Глухарь — этот пернатый «последний из могикан» — во многих западных странах почти совершенно истреблен. И в нашей стране с каждым годом становится все меньше мест, пригодных для его существования, — тех дремучих, нетронутых топором лесов и таежных крепей, какие любит глухарь. Чтоб сохранить эту чудесную птицу, которой посвящено столько вдохновенных строк певцов родной природы, нужно научиться разводить глухарей в неволе, приучить их жить и гнездиться в парковых лесах, рядом с человеческим хозяйством.

Попытки приручить глухаря делались не раз, но всегда заканчивались неудачей. Глухари необычайно легко поддавались приручению и неизбежно гибли от какой-то роковой болезни...

Передо мной лежит тоненькая книжка, отпечатанная мелким шрифтом, каким печатаются обыкновенные научные труды — авторский оттиск моей статьи «Опыты одомашнивания глухаря в заповеднике Столбы».

Мне хочется рассказать вам, как это было, не скупыми строгими словами научных выводов. Рассказать о том, о чем не будешь рассказывать на страницах научной статьи: о любимой работе, которой был отдан кусочек жизни, о радостях побед и горечи поражений, о прекрасной птице-глухаре.

Жили мы тогда вдвоем с мамой в маленькой таежной избушке в глубине заповедника. Избушка эта была построена когда-то работниками Красноярского музея и поэтому называлась «Музеянка». Была она низенькая, темная, с маленькими окошечками. Ну, ни дать ни взять — классическая избушка Бабы-Яги, только не на курьих ножках. А выйдешь на порог — и откроются перед тобой бесконечные таежные дали...

Мама моя всю жизнь работала. Сначала фельдшерицей, потом директором медицинской школы.

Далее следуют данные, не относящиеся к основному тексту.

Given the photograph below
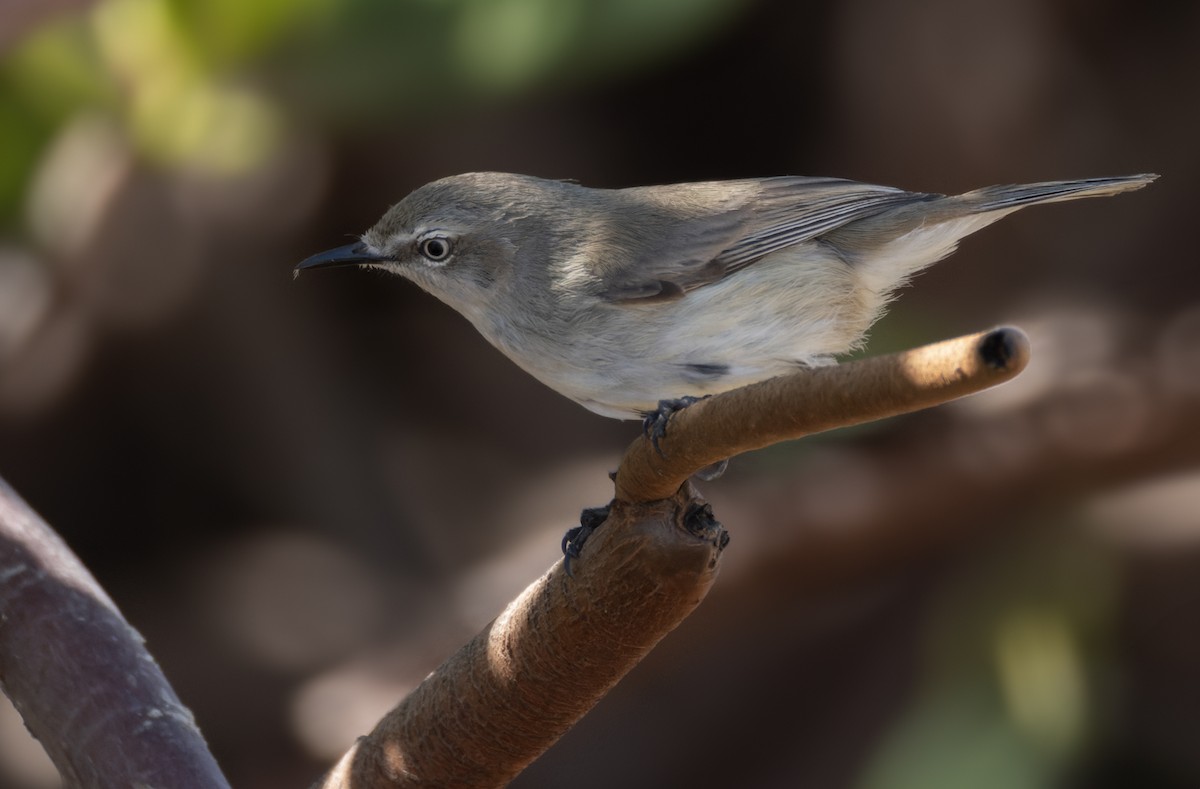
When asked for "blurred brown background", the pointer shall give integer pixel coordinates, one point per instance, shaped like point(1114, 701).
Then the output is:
point(305, 494)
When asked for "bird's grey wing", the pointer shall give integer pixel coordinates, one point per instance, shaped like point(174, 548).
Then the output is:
point(705, 242)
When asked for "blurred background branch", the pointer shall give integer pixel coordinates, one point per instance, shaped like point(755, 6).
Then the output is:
point(294, 446)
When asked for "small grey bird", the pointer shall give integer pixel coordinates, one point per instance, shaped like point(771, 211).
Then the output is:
point(621, 299)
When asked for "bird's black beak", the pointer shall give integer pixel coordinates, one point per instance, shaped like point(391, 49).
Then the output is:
point(351, 254)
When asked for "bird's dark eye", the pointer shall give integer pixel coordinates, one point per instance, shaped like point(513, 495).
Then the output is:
point(435, 248)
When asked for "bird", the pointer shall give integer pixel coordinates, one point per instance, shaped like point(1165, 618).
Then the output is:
point(630, 300)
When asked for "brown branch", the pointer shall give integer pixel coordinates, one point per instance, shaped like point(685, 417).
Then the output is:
point(517, 686)
point(528, 676)
point(816, 399)
point(81, 676)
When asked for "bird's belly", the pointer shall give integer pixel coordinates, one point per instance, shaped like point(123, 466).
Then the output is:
point(763, 321)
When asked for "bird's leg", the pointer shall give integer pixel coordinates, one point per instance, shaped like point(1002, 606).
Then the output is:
point(713, 470)
point(654, 425)
point(573, 541)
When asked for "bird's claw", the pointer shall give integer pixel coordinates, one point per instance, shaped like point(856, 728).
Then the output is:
point(573, 541)
point(654, 425)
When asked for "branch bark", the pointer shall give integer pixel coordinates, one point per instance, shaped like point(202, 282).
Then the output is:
point(79, 675)
point(811, 401)
point(515, 688)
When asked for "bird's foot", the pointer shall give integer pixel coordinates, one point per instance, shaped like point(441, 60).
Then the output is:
point(573, 541)
point(654, 426)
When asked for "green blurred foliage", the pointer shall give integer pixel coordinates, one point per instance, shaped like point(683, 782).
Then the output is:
point(214, 85)
point(1017, 685)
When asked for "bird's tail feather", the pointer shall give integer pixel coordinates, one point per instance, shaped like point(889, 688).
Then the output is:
point(1006, 198)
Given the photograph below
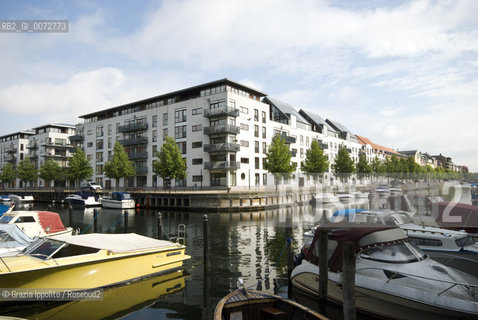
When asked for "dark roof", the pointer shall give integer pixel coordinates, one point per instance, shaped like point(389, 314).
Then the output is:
point(186, 91)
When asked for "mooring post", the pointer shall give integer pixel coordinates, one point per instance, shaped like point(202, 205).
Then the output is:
point(125, 217)
point(348, 284)
point(290, 266)
point(95, 220)
point(160, 226)
point(323, 267)
point(205, 240)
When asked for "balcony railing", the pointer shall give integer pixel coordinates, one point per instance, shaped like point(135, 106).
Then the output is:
point(222, 147)
point(221, 111)
point(138, 126)
point(134, 141)
point(138, 155)
point(222, 128)
point(226, 165)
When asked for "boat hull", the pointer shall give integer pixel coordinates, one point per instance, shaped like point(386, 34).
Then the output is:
point(90, 271)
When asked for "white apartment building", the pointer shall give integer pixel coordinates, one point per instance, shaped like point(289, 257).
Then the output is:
point(222, 128)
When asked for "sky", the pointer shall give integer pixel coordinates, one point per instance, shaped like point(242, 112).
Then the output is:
point(402, 73)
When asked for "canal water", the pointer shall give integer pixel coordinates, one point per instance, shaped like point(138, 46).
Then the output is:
point(246, 245)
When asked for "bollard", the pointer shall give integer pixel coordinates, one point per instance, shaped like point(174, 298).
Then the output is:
point(160, 226)
point(95, 220)
point(348, 284)
point(323, 267)
point(205, 239)
point(290, 266)
point(125, 215)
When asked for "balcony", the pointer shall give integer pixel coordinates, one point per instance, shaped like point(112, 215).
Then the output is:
point(76, 138)
point(141, 170)
point(134, 141)
point(138, 155)
point(221, 111)
point(139, 126)
point(223, 128)
point(222, 165)
point(219, 147)
point(288, 139)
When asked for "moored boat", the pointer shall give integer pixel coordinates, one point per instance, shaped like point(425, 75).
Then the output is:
point(36, 223)
point(393, 278)
point(89, 261)
point(119, 200)
point(258, 305)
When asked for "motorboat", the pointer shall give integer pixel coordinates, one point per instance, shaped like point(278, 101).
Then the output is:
point(83, 199)
point(12, 240)
point(36, 223)
point(326, 197)
point(119, 200)
point(258, 305)
point(89, 261)
point(393, 277)
point(21, 199)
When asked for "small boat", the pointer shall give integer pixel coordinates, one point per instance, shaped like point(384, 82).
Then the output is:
point(393, 277)
point(36, 223)
point(327, 197)
point(83, 199)
point(89, 261)
point(21, 199)
point(12, 240)
point(258, 305)
point(119, 200)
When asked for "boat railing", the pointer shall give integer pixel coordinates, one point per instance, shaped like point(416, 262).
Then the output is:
point(471, 288)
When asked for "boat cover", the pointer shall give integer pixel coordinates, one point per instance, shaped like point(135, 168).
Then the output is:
point(123, 242)
point(52, 220)
point(15, 232)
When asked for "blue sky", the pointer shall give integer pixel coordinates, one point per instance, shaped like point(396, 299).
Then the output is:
point(401, 73)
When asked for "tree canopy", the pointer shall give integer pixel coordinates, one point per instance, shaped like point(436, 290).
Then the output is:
point(170, 163)
point(119, 166)
point(79, 167)
point(315, 160)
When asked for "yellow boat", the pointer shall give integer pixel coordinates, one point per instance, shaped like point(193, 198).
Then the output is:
point(72, 263)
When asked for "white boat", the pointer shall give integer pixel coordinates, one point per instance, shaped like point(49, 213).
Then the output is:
point(393, 277)
point(83, 199)
point(326, 197)
point(21, 199)
point(119, 200)
point(36, 223)
point(12, 240)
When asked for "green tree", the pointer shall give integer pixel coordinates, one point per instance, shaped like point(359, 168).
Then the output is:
point(79, 167)
point(50, 170)
point(343, 165)
point(363, 168)
point(315, 160)
point(119, 166)
point(278, 158)
point(27, 171)
point(170, 163)
point(9, 174)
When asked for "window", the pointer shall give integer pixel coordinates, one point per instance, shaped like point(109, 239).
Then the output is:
point(197, 127)
point(197, 161)
point(182, 147)
point(180, 132)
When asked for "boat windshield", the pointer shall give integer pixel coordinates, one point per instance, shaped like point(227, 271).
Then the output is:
point(404, 252)
point(5, 219)
point(465, 241)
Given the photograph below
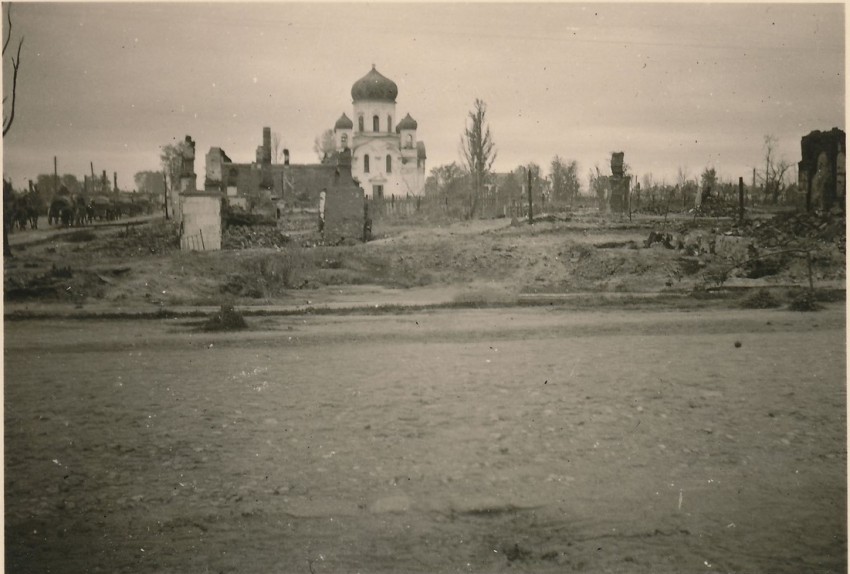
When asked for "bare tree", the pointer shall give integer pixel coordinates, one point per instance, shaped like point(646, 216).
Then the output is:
point(773, 176)
point(682, 177)
point(477, 150)
point(16, 62)
point(564, 177)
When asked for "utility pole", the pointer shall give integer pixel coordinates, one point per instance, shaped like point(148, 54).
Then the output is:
point(741, 200)
point(165, 193)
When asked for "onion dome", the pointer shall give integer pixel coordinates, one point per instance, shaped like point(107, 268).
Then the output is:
point(344, 123)
point(374, 86)
point(407, 123)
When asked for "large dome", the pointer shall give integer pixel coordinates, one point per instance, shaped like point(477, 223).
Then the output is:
point(374, 86)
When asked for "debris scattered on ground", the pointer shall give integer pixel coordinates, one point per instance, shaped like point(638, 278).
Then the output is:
point(253, 236)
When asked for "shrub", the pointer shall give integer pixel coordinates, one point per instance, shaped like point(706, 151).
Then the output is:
point(761, 299)
point(226, 319)
point(805, 301)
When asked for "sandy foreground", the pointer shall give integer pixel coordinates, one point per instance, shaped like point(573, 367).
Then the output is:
point(492, 440)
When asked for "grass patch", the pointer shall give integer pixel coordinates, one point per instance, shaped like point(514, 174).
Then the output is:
point(805, 301)
point(80, 236)
point(761, 299)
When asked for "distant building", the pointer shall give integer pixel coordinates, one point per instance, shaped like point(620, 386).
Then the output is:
point(387, 159)
point(822, 170)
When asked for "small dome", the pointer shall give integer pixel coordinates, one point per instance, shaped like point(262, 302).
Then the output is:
point(343, 123)
point(407, 123)
point(374, 86)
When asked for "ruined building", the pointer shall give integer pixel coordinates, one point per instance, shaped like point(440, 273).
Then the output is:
point(618, 183)
point(822, 171)
point(387, 159)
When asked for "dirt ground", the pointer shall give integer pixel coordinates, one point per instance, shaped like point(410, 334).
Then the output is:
point(478, 396)
point(487, 261)
point(490, 440)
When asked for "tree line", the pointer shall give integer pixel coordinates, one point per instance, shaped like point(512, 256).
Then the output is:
point(472, 179)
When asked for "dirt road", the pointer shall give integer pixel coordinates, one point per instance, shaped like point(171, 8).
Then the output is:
point(530, 440)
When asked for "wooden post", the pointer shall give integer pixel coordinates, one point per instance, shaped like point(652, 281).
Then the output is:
point(741, 200)
point(165, 192)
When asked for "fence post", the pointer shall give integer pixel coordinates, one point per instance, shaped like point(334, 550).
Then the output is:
point(741, 199)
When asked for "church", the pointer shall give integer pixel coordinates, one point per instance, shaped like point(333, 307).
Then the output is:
point(386, 158)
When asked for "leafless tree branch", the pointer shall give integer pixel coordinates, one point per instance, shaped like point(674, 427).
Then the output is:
point(9, 33)
point(16, 62)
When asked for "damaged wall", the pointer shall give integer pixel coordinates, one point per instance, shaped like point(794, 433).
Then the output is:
point(822, 171)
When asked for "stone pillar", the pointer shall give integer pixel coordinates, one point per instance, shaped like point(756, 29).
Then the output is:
point(619, 184)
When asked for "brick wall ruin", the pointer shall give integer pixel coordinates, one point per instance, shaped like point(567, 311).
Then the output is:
point(822, 171)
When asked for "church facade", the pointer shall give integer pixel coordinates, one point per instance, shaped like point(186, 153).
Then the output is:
point(387, 158)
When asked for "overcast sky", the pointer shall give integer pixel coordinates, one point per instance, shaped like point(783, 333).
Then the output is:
point(671, 85)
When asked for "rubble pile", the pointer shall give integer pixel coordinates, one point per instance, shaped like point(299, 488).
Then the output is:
point(253, 236)
point(817, 230)
point(792, 229)
point(140, 240)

А когда я стала зоологом заповедника, поселилась вместе со мной в тайге и принялась помогать мне, как умела, в моей работе...

Принесла я найденные мною глухариные яйца, а белая курица, которую мы прочили в наседки к нашим лесным питомцам, соскочила с гнезда и убежала в лес. Сколько мы за ней ни гонялись — не могли поймать. Другой наседки нет. Яйца стынут. Что делать?

Только через два с половиной дня удалось мне достать, наконец, надежную наседку. Все это время мама согревала глухариные яйца за пазухой.

Из обоих яиц глухарята вывелись благополучно.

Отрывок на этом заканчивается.